Sally Anscombe/Getty Images
Sally Anscombe/Getty Images
The United Kingdom's fertility regulator has put its seal of approval on the "cautious use" of techniques to create a baby from the DNA of three people. The Human Fertilisation and Embryology Authority, or HFEA, announced Thursday that it will now begin to accept applications from fertility clinics that wish to become licensed to perform the procedure.
The decision means the U.K. will sanction and regulate the techniques, known broadly as mitochondrial donation, "in certain, specific cases."
"Today's historic decision means that parents at very high risk of having a child with a life-threatening mitochondrial disease may soon have the chance of a healthy, genetically related child," HFEA Chairwoman Sally Cheshire said in a statement released Thursday. "This is life-changing for those families."
While the decision is historic, it is by no means sudden. In February 2015, the British Parliament approved the practice of mitochondrial donation, and a regulatory framework has existed since October of last year — though the HFEA advised clinics to wait until it had completed a review and offered its own recommendations.
An independent panel of scientists completed that years-long review last month, recommending that the regulatory agency approve the use of mitochondrial donation "in certain cases where alternative treatments would be of little or no benefit to mothers at risk of passing mitochondrial disease on to their children."
The HFEA adopted those recommendations on Thursday.
As NPR's Rob Stein reported earlier this year, the goal of this technique is to help women who carry diseases known as "mitochondrial disorders, which are only passed down by women through defects in the genetic material in their eggs":
"Specifically, the defects are in a type of genetic material known as mitochondrial DNA.
"Unlike the DNA that most people are familiar with — the 23 pairs of human chromosomes that program most of our body processes and traits — mitochondrial DNA consists of just 37 genes inside mitochondria, which are structures inside cells that provide their energy.

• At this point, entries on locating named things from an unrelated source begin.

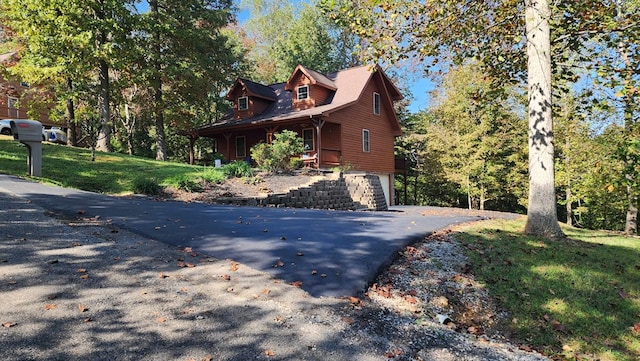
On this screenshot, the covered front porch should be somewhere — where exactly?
[198,119,342,168]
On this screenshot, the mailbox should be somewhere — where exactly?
[10,119,42,142]
[9,119,42,177]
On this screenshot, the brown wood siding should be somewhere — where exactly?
[249,97,271,115]
[330,81,395,173]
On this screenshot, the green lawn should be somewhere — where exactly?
[0,136,210,194]
[457,220,640,360]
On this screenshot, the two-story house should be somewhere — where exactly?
[196,65,402,204]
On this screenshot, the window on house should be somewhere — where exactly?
[7,97,18,118]
[297,85,309,100]
[236,137,247,158]
[211,138,218,153]
[238,97,249,110]
[362,129,371,153]
[302,129,315,152]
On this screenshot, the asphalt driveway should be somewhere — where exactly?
[0,174,500,297]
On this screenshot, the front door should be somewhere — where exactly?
[7,97,18,118]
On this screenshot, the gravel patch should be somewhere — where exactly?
[0,193,544,361]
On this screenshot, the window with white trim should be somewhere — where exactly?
[296,85,309,100]
[236,136,247,158]
[373,93,380,115]
[238,97,249,110]
[362,129,371,153]
[302,129,315,152]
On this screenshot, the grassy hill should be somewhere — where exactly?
[0,136,213,194]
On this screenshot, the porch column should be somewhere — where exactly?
[311,118,325,168]
[223,133,231,161]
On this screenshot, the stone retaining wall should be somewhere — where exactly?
[217,173,387,211]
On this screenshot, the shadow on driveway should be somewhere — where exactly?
[0,175,513,297]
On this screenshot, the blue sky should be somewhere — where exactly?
[137,0,433,113]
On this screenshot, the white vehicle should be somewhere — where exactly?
[0,119,11,135]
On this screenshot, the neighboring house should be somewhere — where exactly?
[0,53,54,126]
[196,65,402,204]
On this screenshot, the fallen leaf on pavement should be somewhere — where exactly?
[264,350,276,357]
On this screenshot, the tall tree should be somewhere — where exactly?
[525,0,563,238]
[244,0,359,84]
[322,0,638,237]
[426,62,525,210]
[138,0,240,160]
[0,0,132,150]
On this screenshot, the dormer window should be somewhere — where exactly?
[238,97,249,110]
[296,85,309,100]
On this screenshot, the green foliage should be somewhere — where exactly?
[396,63,526,211]
[251,130,304,173]
[131,176,162,195]
[222,161,253,178]
[456,220,640,361]
[169,174,204,193]
[201,168,227,184]
[242,0,359,84]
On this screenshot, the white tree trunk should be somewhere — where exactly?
[525,0,564,238]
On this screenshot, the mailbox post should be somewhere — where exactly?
[9,119,42,177]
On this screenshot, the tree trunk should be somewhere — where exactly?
[624,186,638,235]
[565,181,573,226]
[467,176,473,209]
[65,78,78,147]
[525,0,564,238]
[618,11,638,235]
[96,60,111,152]
[149,0,167,161]
[124,102,135,155]
[96,0,111,152]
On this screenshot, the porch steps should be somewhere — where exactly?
[257,173,387,211]
[345,173,388,211]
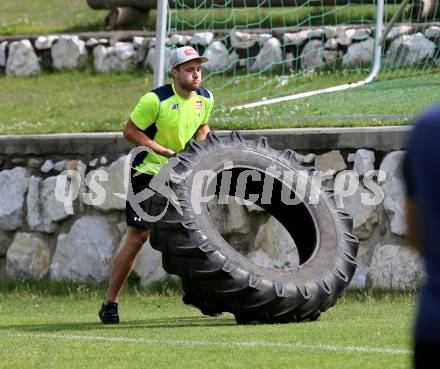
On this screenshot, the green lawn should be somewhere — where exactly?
[0,0,410,35]
[0,71,440,135]
[0,281,415,369]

"Mitochondrial disorders range from mild to severe. In many cases there is no treatment, and the affected child dies early in life after suffering progressive, debilitating symptoms.
Scientists want to create babies who will be born free of mitochondrial defects by allowing women who carry these diseases to use healthy mitochondrial DNA, from eggs donated by other women.

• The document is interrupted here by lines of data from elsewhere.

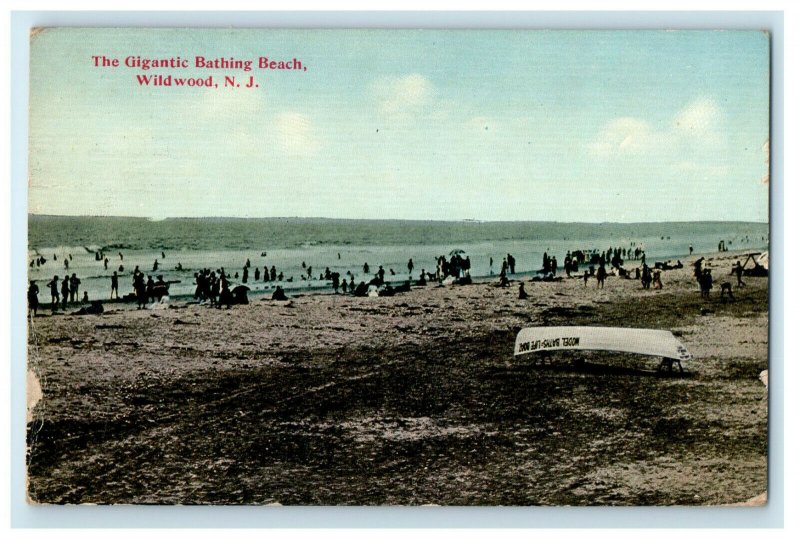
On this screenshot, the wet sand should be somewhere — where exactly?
[28,253,768,505]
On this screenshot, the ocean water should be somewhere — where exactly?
[28,215,769,303]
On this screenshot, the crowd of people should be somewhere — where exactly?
[28,241,764,314]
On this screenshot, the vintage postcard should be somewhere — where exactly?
[26,28,770,506]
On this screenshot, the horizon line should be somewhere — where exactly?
[28,212,769,225]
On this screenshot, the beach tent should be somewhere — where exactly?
[514,326,692,370]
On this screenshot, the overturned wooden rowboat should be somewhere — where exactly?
[514,326,693,372]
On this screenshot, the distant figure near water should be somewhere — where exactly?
[519,283,528,299]
[109,271,119,299]
[28,281,39,316]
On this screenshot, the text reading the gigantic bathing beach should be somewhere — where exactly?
[91,55,308,89]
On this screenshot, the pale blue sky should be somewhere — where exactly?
[29,29,769,222]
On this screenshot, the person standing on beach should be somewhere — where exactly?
[109,271,119,299]
[597,264,606,288]
[61,275,69,307]
[642,264,653,290]
[733,260,745,287]
[653,269,664,290]
[28,281,39,316]
[69,273,81,302]
[47,275,58,309]
[519,283,528,299]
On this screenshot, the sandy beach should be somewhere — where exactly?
[28,253,768,505]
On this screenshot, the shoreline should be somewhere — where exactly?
[31,249,768,316]
[28,252,769,505]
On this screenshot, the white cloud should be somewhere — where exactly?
[589,117,658,156]
[372,73,434,116]
[675,97,722,138]
[589,97,723,160]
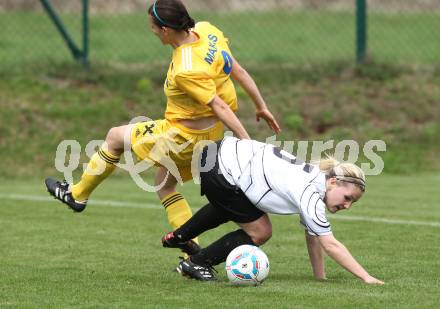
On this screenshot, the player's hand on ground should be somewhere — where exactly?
[363,276,385,285]
[256,108,281,134]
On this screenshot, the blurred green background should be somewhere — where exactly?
[0,0,440,177]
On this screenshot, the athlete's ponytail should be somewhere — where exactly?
[319,155,365,192]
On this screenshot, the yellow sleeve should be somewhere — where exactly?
[174,72,217,105]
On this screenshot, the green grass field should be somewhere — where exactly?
[0,175,440,308]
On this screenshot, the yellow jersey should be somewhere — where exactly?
[164,22,237,121]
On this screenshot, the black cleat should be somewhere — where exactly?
[44,178,87,212]
[162,232,200,255]
[178,258,217,281]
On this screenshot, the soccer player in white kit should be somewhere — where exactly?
[162,137,383,284]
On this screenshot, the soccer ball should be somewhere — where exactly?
[226,245,269,285]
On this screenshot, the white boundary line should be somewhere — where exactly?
[0,193,440,227]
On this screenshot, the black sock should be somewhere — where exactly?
[174,204,229,241]
[190,230,255,266]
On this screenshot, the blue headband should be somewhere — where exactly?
[153,0,179,29]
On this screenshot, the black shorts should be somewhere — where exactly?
[200,141,265,223]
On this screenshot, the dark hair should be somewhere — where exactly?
[148,0,195,31]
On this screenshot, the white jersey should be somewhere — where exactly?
[218,137,332,235]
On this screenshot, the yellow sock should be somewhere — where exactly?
[161,192,199,243]
[72,148,119,202]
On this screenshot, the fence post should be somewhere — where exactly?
[356,0,367,63]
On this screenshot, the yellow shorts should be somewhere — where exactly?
[131,119,223,182]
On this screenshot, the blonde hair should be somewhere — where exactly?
[319,154,365,192]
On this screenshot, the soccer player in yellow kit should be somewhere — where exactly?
[46,0,280,254]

As Rob notes, the procedure is by no means universally embraced. Many critics are alarmed by the fact that changes to human DNA would be passed down from generation to generation, which could lead to unforeseen — and lasting — effects. Others fear an ethically slippery slope, which — critics contend — may eventually lead to DNA manipulation for the sake of "designer babies," or offspring wrought by parents picking the genes they wish for their child.

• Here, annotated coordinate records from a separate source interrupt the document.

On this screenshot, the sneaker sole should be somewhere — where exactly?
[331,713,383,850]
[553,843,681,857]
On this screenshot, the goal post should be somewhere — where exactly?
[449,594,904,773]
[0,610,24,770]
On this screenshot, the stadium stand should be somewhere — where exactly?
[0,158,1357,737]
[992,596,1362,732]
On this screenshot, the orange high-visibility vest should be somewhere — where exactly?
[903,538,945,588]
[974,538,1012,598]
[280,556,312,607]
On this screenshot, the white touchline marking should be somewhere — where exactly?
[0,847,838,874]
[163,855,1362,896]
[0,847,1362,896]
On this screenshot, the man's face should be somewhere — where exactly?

Still, others such as Doug Turnbull are eager to pursue the treatment. The neurology professor at Newcastle University argues that it offers many desperate families a long-awaited solution.
"We are talking about conditions for which there is currently no cure," Turnbull told Rob in 2014. "I see the anguish of the families in every clinic that I do."
Scientists at Newcastle have been closely watching the announcement from the HFEA, ready to submit a license application as soon as one was available, The Guardian reports.
No matter how quickly they move, however, the team at Newcastle will not be the first to produce a baby with the DNA of three people. Earlier this year, a doctor from a Manhattan fertility clinic said he purposefully helped a Jordanian couple have a baby with DNA from three people. He performed the mitochondrial replacement procedure in Mexico because it is currently prohibited in the U.S.
What's more, at least 17 other children were conceived through cytoplasmic transfer — another infertility treatment that used a bit of DNA from a third person, which was pioneered in New Jersey in the late 1990s and subsequently banned in the U.S.